Publishing a detailed report on tracking systems used or planned by six member states – Belgium, France, Germany, Ireland, the UK and Hungary – it concluded that the use of a unique identifier to link state and occupational pensions savings would be of use but added that this would only be helpful if the data could be accessed by all relevant parties.
“But this is not always possible for personal data protection reasons,” the report notes.
“Mostly, this unique identifier can only be used by government-controlled organisations.”
The report looks at the various pension-tracking systems, either aimed only at first-pillar savings or, in the case of Ireland and the UK, ensuring that workers do not lose sight of occupational savings built up over the course of a working life spent at different employers.
Falco Valkenburg, chair of the AAE’s pensions committee, said the report was about offering access to better information and promoting understanding across the sector.

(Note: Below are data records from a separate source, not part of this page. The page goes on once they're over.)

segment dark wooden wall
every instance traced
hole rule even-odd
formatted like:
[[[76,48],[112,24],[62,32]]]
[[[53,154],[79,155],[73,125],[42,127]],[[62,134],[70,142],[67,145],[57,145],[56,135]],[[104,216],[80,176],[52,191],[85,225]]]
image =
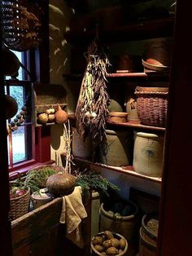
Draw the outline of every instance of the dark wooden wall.
[[[14,256],[89,255],[90,251],[90,202],[88,217],[82,220],[85,246],[80,249],[65,237],[65,225],[59,224],[62,198],[41,206],[11,223]]]
[[[192,2],[177,1],[159,256],[192,255]]]

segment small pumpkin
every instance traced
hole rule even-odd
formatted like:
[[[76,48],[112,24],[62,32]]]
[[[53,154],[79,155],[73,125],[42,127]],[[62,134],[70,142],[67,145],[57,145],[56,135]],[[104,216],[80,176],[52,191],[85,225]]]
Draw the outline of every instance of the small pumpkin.
[[[48,121],[48,115],[45,113],[42,113],[38,116],[38,121],[41,124],[46,124]]]
[[[51,113],[50,108],[46,110],[46,114],[50,115]]]
[[[51,194],[56,196],[67,196],[73,192],[75,183],[75,176],[71,174],[59,172],[47,179],[46,188]]]
[[[62,109],[61,106],[58,104],[58,111],[55,112],[55,122],[58,124],[62,124],[68,120],[68,113]]]
[[[55,120],[55,114],[49,114],[48,115],[48,121],[54,121]]]

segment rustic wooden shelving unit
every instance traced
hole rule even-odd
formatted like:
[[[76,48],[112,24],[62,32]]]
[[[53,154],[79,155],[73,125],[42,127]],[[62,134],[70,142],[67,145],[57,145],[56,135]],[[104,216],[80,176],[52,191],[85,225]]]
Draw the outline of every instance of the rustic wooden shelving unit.
[[[83,74],[63,74],[64,79],[68,81],[81,81]],[[150,73],[111,73],[107,75],[107,79],[129,79],[129,81],[168,81],[169,77],[168,72],[150,72]]]
[[[74,114],[69,114],[68,115],[68,119],[71,121],[75,121],[76,117]],[[107,125],[113,126],[125,126],[125,127],[132,127],[135,129],[143,129],[143,130],[157,130],[157,131],[164,131],[165,128],[164,127],[157,127],[157,126],[145,126],[142,125],[140,121],[129,121],[127,122],[122,122],[122,123],[115,123],[107,121]]]
[[[110,45],[111,43],[129,42],[134,40],[144,40],[155,38],[172,37],[173,34],[174,27],[174,17],[170,16],[168,18],[163,18],[155,20],[147,20],[137,22],[135,24],[129,24],[122,26],[116,26],[111,28],[111,29],[100,29],[99,39],[103,46]],[[68,31],[64,33],[64,38],[68,42],[76,46],[88,45],[95,37],[95,30],[85,30],[85,31]],[[81,40],[80,40],[81,38]],[[81,73],[71,73],[63,74],[63,78],[67,81],[76,81],[81,82],[83,78]],[[133,90],[133,82],[166,82],[169,81],[169,72],[155,72],[151,71],[148,73],[111,73],[107,75],[108,83],[121,83],[122,87],[130,88]],[[125,87],[124,87],[125,86]],[[113,87],[113,86],[111,86]],[[76,117],[74,114],[68,115],[68,118],[71,121],[72,126],[76,125]],[[140,121],[127,121],[124,123],[114,123],[107,121],[107,128],[116,129],[119,127],[136,129],[137,130],[143,131],[155,131],[158,133],[164,133],[164,127],[156,127],[151,126],[145,126],[141,124]],[[137,177],[137,179],[142,179],[150,180],[151,182],[161,183],[161,178],[153,178],[146,175],[142,175],[136,173],[133,166],[116,167],[110,166],[100,163],[92,162],[89,160],[74,157],[74,161],[80,166],[86,167],[100,167],[107,170],[111,170],[120,174],[124,174],[130,176]]]
[[[65,155],[62,154],[62,157],[64,157]],[[118,172],[120,174],[134,176],[134,177],[137,177],[138,179],[146,179],[146,180],[150,180],[150,181],[152,181],[155,183],[161,183],[161,178],[150,177],[150,176],[140,174],[138,174],[133,170],[132,166],[123,166],[123,167],[111,166],[103,165],[101,163],[92,162],[91,161],[89,161],[87,159],[81,158],[81,157],[73,157],[73,161],[78,166],[81,166],[82,165],[85,167],[97,166],[97,167],[107,169],[107,170],[111,170]]]
[[[158,19],[116,26],[111,29],[101,30],[99,38],[103,42],[117,42],[130,40],[141,40],[168,37],[172,34],[174,27],[174,17]],[[96,31],[81,30],[68,31],[63,37],[69,42],[86,44],[95,37]],[[80,40],[81,38],[81,40]]]

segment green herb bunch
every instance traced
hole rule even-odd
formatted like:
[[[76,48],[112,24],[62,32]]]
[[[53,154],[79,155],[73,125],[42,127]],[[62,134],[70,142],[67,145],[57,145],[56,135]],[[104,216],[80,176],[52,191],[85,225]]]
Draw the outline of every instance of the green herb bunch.
[[[76,180],[76,186],[81,186],[84,193],[95,190],[106,196],[109,196],[110,189],[119,190],[118,187],[107,179],[103,177],[99,173],[93,171],[80,173]]]
[[[24,184],[30,188],[31,191],[39,192],[40,188],[45,188],[47,179],[55,174],[55,170],[50,167],[45,167],[37,170],[31,170],[26,176]]]

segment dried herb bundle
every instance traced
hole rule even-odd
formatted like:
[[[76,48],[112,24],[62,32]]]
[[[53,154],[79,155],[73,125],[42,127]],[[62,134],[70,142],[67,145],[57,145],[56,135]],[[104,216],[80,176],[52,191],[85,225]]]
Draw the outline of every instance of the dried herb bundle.
[[[72,135],[69,120],[68,121],[68,127],[65,123],[63,123],[63,139],[65,142],[65,151],[66,151],[66,163],[65,163],[65,173],[71,174],[72,162]]]
[[[26,176],[24,185],[30,188],[32,192],[39,192],[41,188],[46,187],[46,179],[50,175],[55,174],[55,170],[50,167],[42,167],[41,169],[31,170]]]
[[[118,187],[111,183],[107,179],[99,173],[89,171],[79,173],[76,180],[76,186],[81,186],[84,192],[95,190],[103,195],[108,195],[110,189],[119,190]]]
[[[76,109],[76,129],[84,137],[90,133],[97,146],[106,142],[106,117],[110,101],[106,74],[109,62],[95,42],[89,45],[86,58],[88,64]]]

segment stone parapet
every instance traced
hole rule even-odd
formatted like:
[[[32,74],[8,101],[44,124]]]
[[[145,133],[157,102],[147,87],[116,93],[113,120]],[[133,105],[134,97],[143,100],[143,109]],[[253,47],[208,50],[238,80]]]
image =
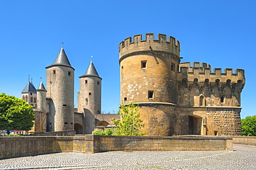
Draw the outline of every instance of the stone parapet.
[[[202,136],[8,136],[0,137],[0,159],[69,151],[95,153],[109,151],[232,149],[232,138]]]

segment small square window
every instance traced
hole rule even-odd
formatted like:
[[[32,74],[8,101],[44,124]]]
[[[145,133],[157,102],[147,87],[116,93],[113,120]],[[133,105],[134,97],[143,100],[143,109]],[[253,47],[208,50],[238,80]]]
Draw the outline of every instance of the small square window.
[[[154,91],[149,90],[148,92],[148,98],[154,98]]]
[[[147,68],[147,61],[141,61],[141,68]]]

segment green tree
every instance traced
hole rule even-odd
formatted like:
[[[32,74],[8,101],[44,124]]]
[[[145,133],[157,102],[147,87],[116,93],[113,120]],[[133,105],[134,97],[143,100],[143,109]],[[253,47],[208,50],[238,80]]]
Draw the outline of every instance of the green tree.
[[[144,127],[143,120],[140,118],[140,113],[138,105],[131,103],[129,105],[120,104],[118,115],[120,120],[113,120],[116,125],[116,135],[120,136],[142,136],[145,132],[141,132]]]
[[[0,129],[28,131],[34,120],[32,107],[24,100],[0,94]]]
[[[256,136],[256,116],[241,120],[241,135]]]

“Pension-tracking services could play a key role in improving the information and understanding about pensions for all European citizens,” he said.
The report builds on an earlier paper by the AAE on how a pan-European tracking system could be constructed, noting it should build on the experience of existing national tracking services, such as those in place in the Netherlands and Denmark.
The European Commission is currently investigating the feasibility of a European tracking system – referred to as TTYPE – with the help of pension providers including PKA in Denmark and PGGM in the Netherlands.
The group published its preliminary results last May and is expected to present a new report by the end of the month.